İran ve Amerika sıcak savaşa girer mi?

İran ve Amerika sıcak savaşa girer mi?

Tüm misilleme, vekalet savaşları ve çatışmalara rağmen bu aşamada şunu net olarak söylemek gerekiyor; şu an ne İran ne de ABD yönetimi taraflar arasında direkt bir sıcak savaşın çıkmasından yana değiller.

Ortadoğu her zaman pek çok krizin yaşandığı bir coğrafya oldu ancak 7 Ekim 2023’den bu yana devam eden Filistin-İsrail savaşının dalga dalga yansımalarıyla birlikte karşımızda çok boyutlu, küresel ve bölgesel pek çok aktörün dâhil olduğu, sürekli yeni cephelere sıçrayan endişe verici ve ön görülemeyen bir sıcak çatışma süreci var.

Son sıcak gelişme şüphesiz Amerika’nın Cuma gecesi Suriye ve Irak’ta İran Devrim Muhafızları Ordusu Kudüs Gücü’ne ve bölgede İran’a bağlı paramiliter yapılara yaptığı hava saldırılarıydı. ABD, Ürdün’deki üssüne yönelik saldırıdan yaklaşık bir hafta sonra, Irak ve Suriye’deki en az 85 hedefe yönelik B-1 bombardıman uçaklarıyla geniş saldırılar düzenledi. ABD; istihbarat merkezleri, askeri üsler, mühimmat hangarları, İHA-SİHA hangarlarının da bulunduğu yedi bölgeyi bombaladı.

ABD Merkez Kuvvetler Komutanlığı (CENTCOM) saldırılarda 125’den fazla güdümlü bomba atıldığını duyurdu. ABD Savunma Bakanı Lloyd Austin, saldırılar sonrası yaptığı açıklamada, ABD’nin bölgedeki çatışma ortamının yayılmasını engellemek için çalışmaya devam edeceğini ancak ülkenin kendisini ve vatandaşlarını korumak için tüm önlemleri de alacağını söyledi.
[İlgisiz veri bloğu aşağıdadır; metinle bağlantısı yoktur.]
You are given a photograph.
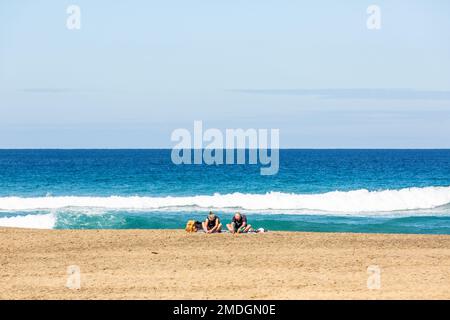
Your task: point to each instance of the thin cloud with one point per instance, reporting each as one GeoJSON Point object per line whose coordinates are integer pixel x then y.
{"type": "Point", "coordinates": [363, 94]}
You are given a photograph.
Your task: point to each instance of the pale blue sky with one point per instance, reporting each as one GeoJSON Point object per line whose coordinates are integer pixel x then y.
{"type": "Point", "coordinates": [139, 69]}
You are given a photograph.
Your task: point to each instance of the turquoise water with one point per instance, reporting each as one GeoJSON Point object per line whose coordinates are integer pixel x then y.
{"type": "Point", "coordinates": [387, 191]}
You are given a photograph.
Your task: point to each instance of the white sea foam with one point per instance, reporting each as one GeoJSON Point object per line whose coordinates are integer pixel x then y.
{"type": "Point", "coordinates": [35, 221]}
{"type": "Point", "coordinates": [357, 201]}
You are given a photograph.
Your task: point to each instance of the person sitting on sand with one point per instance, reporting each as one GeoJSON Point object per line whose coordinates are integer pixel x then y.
{"type": "Point", "coordinates": [239, 224]}
{"type": "Point", "coordinates": [212, 223]}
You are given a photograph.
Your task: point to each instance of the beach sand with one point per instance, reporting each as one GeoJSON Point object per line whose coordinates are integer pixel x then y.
{"type": "Point", "coordinates": [169, 264]}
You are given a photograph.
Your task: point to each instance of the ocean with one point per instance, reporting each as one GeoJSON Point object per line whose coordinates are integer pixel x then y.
{"type": "Point", "coordinates": [375, 191]}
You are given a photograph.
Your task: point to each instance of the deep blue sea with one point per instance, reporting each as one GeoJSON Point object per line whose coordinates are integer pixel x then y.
{"type": "Point", "coordinates": [382, 191]}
Geçen Pazar günü Ürdün’de Suriye sınırına çok yakın olan, 400 kadar ABD askerinin bulunduğu ve bölgedeki kilit üslerden olan Kule 22 isimli Amerikan üssüne yapılan insansız hava aracı saldırısında 3 ABD askeri öldürülmüştü. Saldırıda 41 Amerikan askeri de yaralandı. ABD bu saldırıdan İran destekli bir milis grup olan İslami Direnişi sorumlu tuttu. Irak’ta konuşlu İslami Direniş adlı bu grup İran Devrim Muhafızları Kudüs gücü tarafından silahlandırılıp, finanse edilip, lojistik destek sağlanıyor. Irak İslami Direnişi ise ABD’nin İsrail’e desteğine misilleme olarak Amerikan üslerinin hedef alındığını duyurdu. Bölgede İran’a bağlı çeşitli milis güçler sürekli olarak ABD üslerine ve unsurlarına yönelik saldırılar düzenliyorlar.

Tahran yönetimi ise Ürdün’deki saldırıdan sorumluluğu olduğu iddiasını reddetti. İran Dışişleri Bakanı Amir Abdullahian, “Bölgedeki Direniş Ekseni grupları İran’dan emir almazlar ve kendi hür iradeleriyle hareket ederler” diyerek saldırının sorumluluğundan kaçınmak istedi. Ancak; Ortadoğu’da yürüyen vekâlet savaşlarının seyri ve içinde bulunulan durum değerlendirildiğinde, İran’a bağlı hiçbir örgüt ve grubun Tahran’ın müsaadesi olmadan herhangi bir ABD üssüne saldırı yapamayacağı çok açık.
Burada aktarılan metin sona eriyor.